In extremely broad language, Article 8 requires financial organizations to notify the Ministry of agreements or decisions to act jointly with other organizations that could restrict competition, unless the financial organizations involved have aggregate market shares below a defined threshold (to be set by the government). Notice is supposed to be given within 15 days, and the Ministry then has up to 60 days to determine whether the noticed agreements or decisions would restrict competition. If so, the Ministry may require the parties to terminate the offending agreements or decisions, cease performing them, or amend their terms. Under Article 10 of the law, the Ministry may also apply to a court to invalidate such agreements or decisions, and may seek payment of compensation to parties damaged by the restrictive actions.

Controls on capital concentration. The new law also imposes controls on certain investments and other transactions, similar to existing competition rules that apply to non-financial organizations. Under Article 16, prior approval of the Ministry is required for designated transactions involving a financial organization, including mergers, acquisitions of more than 20% equity by one person or group, acquisitions of assets above a certain threshold, obtaining rights of control, and changes in charter capital.

Controls on government bodies. The new law also prohibits federal and regional government authorities from taking action which restricts competition on the financial services market (Article 12), and requires such authorities to organize open tenders for the selection of financial organizations that will provide certain services using state funds (Article 13). These provisions seek to correct abuses and corruption that, according to many observers, have characterized past relations between state bodies and some Russian banks.

Remedies and enforcement. The new law also addresses the Ministry's powers to issue orders to offending organizations, and to impose fines on organizations and officials. In the absence of compliance, the Ministry may apply to the courts to enforce its orders, including the invalidation of agreements and seizure of funds.
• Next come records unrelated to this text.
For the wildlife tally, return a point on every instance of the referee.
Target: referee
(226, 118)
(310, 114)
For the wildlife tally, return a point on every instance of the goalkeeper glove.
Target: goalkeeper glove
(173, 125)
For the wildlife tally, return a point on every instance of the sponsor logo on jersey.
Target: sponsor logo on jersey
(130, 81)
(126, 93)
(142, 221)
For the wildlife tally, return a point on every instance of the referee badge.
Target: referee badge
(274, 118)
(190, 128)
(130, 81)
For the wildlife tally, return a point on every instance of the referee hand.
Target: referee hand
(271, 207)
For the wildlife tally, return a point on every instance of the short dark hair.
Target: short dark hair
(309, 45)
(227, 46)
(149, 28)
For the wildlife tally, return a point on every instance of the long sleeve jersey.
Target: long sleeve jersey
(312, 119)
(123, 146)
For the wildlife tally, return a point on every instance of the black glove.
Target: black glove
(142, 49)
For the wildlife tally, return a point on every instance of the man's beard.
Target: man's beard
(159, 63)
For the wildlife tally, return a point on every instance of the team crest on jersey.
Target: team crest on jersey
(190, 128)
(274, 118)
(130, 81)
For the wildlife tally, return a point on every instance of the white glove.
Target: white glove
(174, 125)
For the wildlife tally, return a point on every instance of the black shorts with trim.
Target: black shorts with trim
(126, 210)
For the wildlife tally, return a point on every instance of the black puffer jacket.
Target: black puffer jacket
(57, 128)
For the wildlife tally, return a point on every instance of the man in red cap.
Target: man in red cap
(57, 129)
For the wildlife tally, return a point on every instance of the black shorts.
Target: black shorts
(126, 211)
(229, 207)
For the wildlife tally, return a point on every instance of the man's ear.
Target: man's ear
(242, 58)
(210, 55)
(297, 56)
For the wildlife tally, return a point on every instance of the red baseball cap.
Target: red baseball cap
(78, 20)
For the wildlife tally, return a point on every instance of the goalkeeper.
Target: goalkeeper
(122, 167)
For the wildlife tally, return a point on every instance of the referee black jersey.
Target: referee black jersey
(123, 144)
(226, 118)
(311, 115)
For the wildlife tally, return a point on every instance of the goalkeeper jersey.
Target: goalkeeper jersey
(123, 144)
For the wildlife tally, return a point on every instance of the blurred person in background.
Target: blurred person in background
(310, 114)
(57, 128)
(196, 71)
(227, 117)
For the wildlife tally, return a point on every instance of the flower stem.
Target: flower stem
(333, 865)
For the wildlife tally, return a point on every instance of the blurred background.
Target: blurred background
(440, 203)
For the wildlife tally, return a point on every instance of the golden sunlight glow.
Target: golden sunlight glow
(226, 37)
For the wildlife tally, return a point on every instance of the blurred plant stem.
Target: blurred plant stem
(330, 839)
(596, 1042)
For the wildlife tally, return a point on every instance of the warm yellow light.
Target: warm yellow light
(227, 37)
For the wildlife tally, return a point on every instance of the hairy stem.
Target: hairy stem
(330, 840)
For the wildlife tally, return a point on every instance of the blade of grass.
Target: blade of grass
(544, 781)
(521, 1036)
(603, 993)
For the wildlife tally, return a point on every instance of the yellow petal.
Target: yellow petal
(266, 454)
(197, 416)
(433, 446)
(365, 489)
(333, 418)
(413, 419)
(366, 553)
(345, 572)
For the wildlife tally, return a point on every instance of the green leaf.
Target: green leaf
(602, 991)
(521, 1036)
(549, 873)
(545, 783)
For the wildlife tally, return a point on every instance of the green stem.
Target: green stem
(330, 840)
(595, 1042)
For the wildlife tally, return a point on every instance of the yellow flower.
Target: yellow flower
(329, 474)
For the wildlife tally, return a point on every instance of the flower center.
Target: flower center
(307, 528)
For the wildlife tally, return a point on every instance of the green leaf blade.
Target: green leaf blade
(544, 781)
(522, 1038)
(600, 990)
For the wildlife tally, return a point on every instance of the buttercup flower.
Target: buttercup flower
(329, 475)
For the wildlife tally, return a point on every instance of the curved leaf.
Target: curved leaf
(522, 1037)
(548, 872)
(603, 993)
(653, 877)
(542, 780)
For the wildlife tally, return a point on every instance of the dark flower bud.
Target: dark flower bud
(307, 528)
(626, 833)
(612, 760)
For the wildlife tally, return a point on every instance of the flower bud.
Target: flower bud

In summary, the new law provides the Ministry with extremely broad jurisdiction over activities in the banking, insurance, securities and other affected markets. It remains to be seen how the Ministry will use these new powers — for good, by focusing on real threats to competition, or for ill, by imposing new bureaucratic obstacles to legitimate business activities. A related issue is whether the Ministry will manage to cooperate with other state bodies that have overlapping jurisdiction over the same markets (such as the Central Bank and the Federal Securities Market Commission), or whether a destructive turf war will emerge. In any case, the new law leaves many important details to be clarified, presumably by a combination of future government action and Ministry regulations.